Who do you think got it right? Is carrying out an objective review possible when you’re at a table with your wife and her sister, who are ‘whooping it up loudly’ on what happens to be your wife’s birthday? Does your opinion get skewed, even just a little, by that comp’d banana split with its chocolate “Happy birthday” sign and singing wait staff? We know Coren was in a good mood when he left Joséphine Bistro, but what about Ellis? Could he have gone on another night when the soup and tartare weren’t so salty, when he had the good sense not to order faggots with mango sauce, when he had something to celebrate and the restaurant knew about it, as it appears to have been the case with Coren. Could he have then found the feeling that he thought missing? We’ll never know. The stars have been allotted, now it’s time to move on to the next place.

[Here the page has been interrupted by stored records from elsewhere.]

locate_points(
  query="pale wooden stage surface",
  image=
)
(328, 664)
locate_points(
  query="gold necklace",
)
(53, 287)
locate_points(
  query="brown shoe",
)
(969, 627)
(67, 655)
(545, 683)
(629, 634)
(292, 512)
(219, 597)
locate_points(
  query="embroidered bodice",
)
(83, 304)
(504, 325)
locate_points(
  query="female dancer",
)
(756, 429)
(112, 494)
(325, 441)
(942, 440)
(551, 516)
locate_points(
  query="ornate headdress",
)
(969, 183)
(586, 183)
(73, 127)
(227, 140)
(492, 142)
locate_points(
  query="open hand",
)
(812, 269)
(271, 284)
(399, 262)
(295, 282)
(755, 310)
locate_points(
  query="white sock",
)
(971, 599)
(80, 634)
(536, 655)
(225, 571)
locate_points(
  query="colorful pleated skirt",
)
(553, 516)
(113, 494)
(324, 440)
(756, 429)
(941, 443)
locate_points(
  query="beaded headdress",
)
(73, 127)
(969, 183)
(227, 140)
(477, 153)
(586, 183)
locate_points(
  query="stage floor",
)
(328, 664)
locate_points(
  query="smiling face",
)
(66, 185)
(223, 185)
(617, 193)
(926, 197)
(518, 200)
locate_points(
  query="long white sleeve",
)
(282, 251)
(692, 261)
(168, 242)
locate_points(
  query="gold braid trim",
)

Best line (Ellis): ‘a year after conquering Chelsea, Bosi is in Marylebone. I think they put Ozempic in the water here. This is a part of town off-limits to ogres and uglies; this is for people who stage their lives, who curate things rather than just doing them’
Worst line (Ellis):
‘This was a night of oddities, of a cock-up with the wine too boring to go into here.’ That’s the sort of thing we want to know about, just make it quick.
Did Ellis’s review make me want to book a table: I’m back at the Chelsea branch in June and would love to try the Marylebone version before there are so many of them it doesn’t matter which one you go to.

Best line (Coren) : Talking about his time at Dôme: ‘it was all a lie. The croques, the cassoulet, even the omelettes aux fines herbes, came in frozen, to be microwaved in the tiny kitchen by a face-pierced Russian punk in a leather cap’
Worst line (Coren):
N/A
Did Coren’s review make me want to book a table:
see above.

William Sitwell, The Telegraph
Tom Brown at The Capital, London (2 stars)

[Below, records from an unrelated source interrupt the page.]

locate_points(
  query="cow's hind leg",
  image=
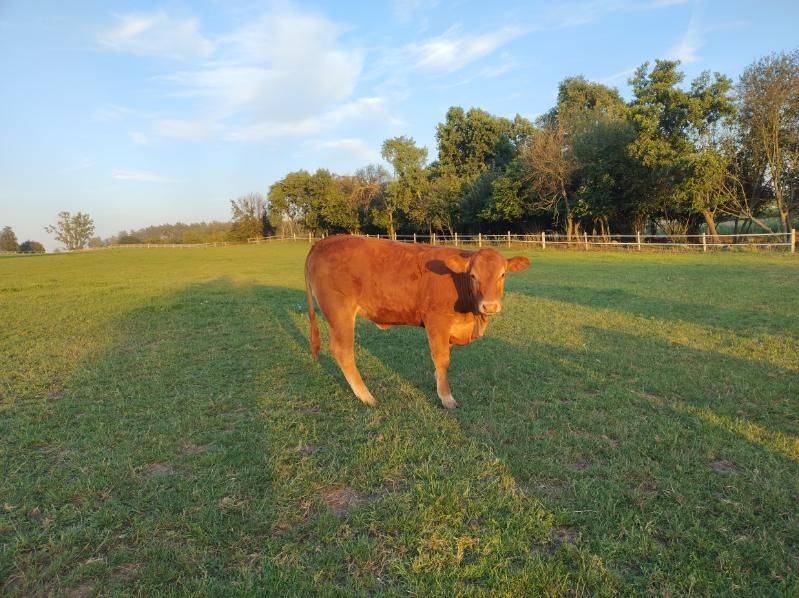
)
(341, 322)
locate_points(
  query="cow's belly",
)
(461, 330)
(386, 318)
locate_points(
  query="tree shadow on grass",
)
(673, 463)
(204, 453)
(670, 462)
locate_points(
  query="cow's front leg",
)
(440, 350)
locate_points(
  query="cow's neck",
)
(466, 302)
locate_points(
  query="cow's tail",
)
(315, 342)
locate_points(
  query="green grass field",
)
(629, 424)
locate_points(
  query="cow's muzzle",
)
(489, 308)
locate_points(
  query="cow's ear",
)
(518, 263)
(457, 263)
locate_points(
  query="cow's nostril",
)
(490, 307)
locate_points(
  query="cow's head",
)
(486, 270)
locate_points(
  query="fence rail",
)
(640, 241)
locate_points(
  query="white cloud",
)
(687, 49)
(405, 11)
(350, 147)
(286, 65)
(625, 74)
(363, 110)
(144, 176)
(285, 74)
(156, 34)
(574, 14)
(453, 50)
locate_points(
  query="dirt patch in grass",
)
(582, 464)
(342, 499)
(725, 467)
(190, 448)
(81, 591)
(558, 536)
(157, 470)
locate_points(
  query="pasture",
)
(629, 424)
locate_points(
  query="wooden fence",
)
(636, 242)
(639, 241)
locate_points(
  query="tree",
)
(73, 231)
(289, 202)
(370, 190)
(473, 142)
(8, 240)
(249, 213)
(678, 136)
(547, 167)
(32, 247)
(768, 100)
(409, 182)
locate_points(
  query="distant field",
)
(629, 424)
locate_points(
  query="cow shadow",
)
(186, 450)
(619, 432)
(711, 311)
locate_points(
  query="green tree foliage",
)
(178, 233)
(768, 108)
(8, 240)
(676, 157)
(677, 139)
(289, 203)
(407, 191)
(475, 148)
(73, 231)
(249, 217)
(32, 247)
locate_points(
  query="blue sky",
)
(150, 112)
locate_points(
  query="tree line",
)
(673, 159)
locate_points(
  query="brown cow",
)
(449, 292)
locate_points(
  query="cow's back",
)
(384, 279)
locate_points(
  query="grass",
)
(629, 424)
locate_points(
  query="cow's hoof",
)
(369, 401)
(449, 403)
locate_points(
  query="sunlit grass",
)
(628, 424)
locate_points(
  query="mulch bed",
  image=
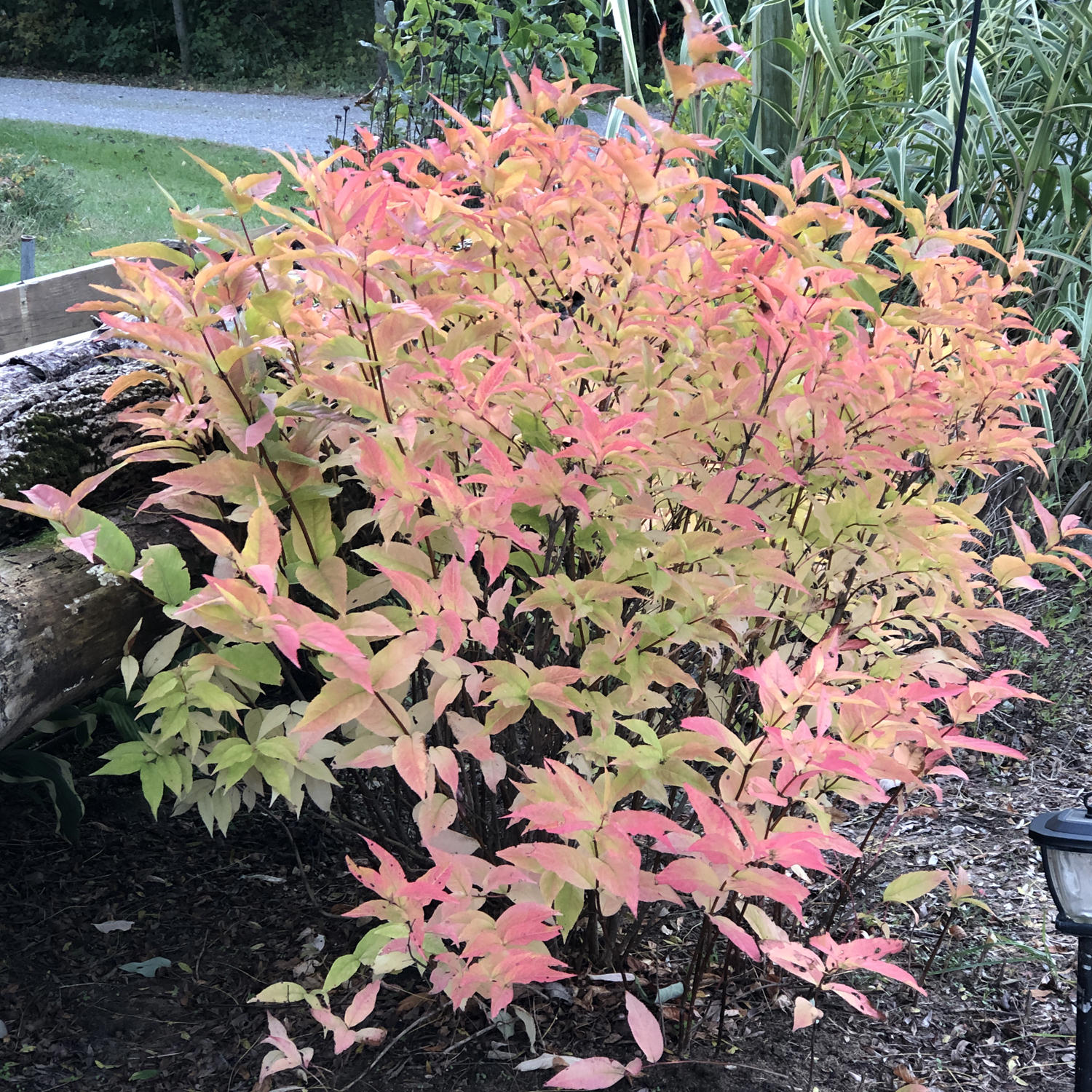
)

Another two-star review this week? What could possibly have put Reform Party Gruppenführer Sitwell’s nose out of joint? You’d think he’d be in a good mood in light of the news of the continued far-right infiltration of his party. But maybe someone whom he suspected of coming to this county in a small boat served him his dinner? It can’t have been that, there was ‘a cluster of obliging staff’. No, it was Michelin-starred chef Tom Brown’s fish charcuterie: ‘horrid cod mortadella; equally rank bresaola of salmon – it might be a way to age beef, but it simply tired this fish; and their salami – three slices of orange fishy mush which looked like squashed goldfish and smelt like the stuff you feed them with.’ Harsh.